Шрифт:
Интервал:
Закладка:
— Я думаю, что Виктор и вправду в тебя влюбился.
— Словно брошенный камень в гладь живого ручья-а-а-а-а, расползаясь кругами, растревожив себя-а-а-а!
— Сто-о-о-о-оп!
Джамаль рассмеялся. Мне было не до смеха.
— Я ценю твою заботу, но не надо жалости.
Он ответил серьёзным тоном:
— Я говорю правду. Похоже, только он один этого не понимает. Ну и ты ещё, конечно. Отличная из вас парочка.
— Перестань, пожалуйста, — сердито отрезала я, отсекая возражения.
— Но…
— Джамаль, перестань! Хочешь, покажу тебе его сообщение?
Резким движением руки я сунула телефон ему поднос.
— У него есть Адель, он так не может.
— Но хочет.
— Да в задницу его хотелку!
Наши лица оказались в двух сантиметрах друг от друга — мы походили на двух готовых вот-вот броситься в драку котов.
Джамаль отпрянул, уселся, держа спину ровно, и вздохнул:
— Он сказал мне, что сделал большую глупость, но никак не мог устоять.
— Я в курсе, спасибо, если помнишь, я тоже там была.
— Но он не смог устоять, потому что ему очень хотелось, Дебо!

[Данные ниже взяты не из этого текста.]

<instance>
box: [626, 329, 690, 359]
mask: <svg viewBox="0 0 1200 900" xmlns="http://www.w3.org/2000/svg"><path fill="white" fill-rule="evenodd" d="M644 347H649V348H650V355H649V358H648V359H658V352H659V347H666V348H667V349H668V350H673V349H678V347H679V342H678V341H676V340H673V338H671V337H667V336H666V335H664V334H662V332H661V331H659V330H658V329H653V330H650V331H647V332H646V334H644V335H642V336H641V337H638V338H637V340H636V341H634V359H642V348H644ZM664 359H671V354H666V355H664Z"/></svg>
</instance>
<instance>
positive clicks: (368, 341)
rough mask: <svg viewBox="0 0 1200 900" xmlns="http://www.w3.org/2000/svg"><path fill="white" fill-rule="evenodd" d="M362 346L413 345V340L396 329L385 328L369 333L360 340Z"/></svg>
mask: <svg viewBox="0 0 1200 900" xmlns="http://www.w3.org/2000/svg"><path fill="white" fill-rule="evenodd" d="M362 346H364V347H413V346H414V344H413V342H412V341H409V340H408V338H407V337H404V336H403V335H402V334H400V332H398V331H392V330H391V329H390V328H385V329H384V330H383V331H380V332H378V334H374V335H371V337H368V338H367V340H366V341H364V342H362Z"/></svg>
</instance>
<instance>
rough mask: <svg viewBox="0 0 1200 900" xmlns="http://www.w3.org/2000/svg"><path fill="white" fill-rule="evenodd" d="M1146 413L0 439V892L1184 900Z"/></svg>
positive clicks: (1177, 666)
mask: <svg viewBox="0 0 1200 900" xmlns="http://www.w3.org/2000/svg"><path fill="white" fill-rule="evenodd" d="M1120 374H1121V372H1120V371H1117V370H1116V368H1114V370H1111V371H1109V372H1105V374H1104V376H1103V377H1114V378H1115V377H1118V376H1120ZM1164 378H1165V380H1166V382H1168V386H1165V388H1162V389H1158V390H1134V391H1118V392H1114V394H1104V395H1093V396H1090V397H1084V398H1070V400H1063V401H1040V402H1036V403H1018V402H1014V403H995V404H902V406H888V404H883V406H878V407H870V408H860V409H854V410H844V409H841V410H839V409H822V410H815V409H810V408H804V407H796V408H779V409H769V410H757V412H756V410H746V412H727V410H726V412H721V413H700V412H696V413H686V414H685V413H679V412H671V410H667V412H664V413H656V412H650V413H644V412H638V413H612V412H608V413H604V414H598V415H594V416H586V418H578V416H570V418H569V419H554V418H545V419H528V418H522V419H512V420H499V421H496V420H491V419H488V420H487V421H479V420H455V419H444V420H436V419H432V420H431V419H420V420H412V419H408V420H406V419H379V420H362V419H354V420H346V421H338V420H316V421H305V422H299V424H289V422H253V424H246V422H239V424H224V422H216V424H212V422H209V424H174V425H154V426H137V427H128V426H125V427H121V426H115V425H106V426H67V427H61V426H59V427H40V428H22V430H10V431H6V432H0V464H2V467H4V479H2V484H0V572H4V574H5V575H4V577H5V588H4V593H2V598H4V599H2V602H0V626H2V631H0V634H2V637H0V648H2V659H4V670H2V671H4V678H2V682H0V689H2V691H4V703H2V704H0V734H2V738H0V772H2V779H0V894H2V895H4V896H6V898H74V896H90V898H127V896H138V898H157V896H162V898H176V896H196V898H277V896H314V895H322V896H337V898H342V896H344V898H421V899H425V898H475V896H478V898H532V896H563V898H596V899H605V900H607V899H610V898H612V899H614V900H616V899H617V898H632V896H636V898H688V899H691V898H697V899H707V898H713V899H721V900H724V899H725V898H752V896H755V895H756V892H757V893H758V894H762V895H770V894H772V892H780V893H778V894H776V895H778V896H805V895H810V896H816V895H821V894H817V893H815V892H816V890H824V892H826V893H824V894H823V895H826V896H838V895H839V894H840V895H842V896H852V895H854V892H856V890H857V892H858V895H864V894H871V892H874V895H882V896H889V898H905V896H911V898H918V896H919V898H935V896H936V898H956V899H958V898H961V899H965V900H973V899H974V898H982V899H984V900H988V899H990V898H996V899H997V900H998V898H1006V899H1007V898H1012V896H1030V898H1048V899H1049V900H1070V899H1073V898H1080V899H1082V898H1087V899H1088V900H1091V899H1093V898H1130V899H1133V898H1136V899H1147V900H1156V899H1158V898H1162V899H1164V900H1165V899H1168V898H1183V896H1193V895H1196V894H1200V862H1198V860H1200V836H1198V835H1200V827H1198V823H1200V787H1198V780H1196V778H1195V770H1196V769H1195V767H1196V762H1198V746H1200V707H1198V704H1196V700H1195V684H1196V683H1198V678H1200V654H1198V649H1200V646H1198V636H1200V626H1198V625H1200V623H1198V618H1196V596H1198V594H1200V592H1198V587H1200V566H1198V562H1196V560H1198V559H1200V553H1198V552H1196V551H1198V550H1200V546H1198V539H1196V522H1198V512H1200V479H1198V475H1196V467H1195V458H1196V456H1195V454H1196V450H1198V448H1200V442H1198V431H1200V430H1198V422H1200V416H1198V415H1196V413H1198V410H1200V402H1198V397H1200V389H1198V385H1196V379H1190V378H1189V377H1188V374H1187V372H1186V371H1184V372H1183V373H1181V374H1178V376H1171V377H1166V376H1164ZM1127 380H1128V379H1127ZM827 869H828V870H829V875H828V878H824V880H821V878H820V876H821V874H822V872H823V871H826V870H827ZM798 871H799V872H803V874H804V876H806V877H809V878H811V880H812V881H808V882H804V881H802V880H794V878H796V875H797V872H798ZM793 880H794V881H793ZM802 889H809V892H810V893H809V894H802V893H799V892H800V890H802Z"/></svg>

— И что? Если ему захочется мороженого, он стащит из магазина эскимо и свалит, не заплатив?
Джамаль скорчил рожу и поджал губы.
— Не вижу связи.
— А связь тут в том, что всё это слишком просто! Мне плевать на его «хочется». Плевать на его поцелуй. Я хочу быть с ним!
Прижав ладони к лицу, я бешено тёрла щёки и закатывала глаза.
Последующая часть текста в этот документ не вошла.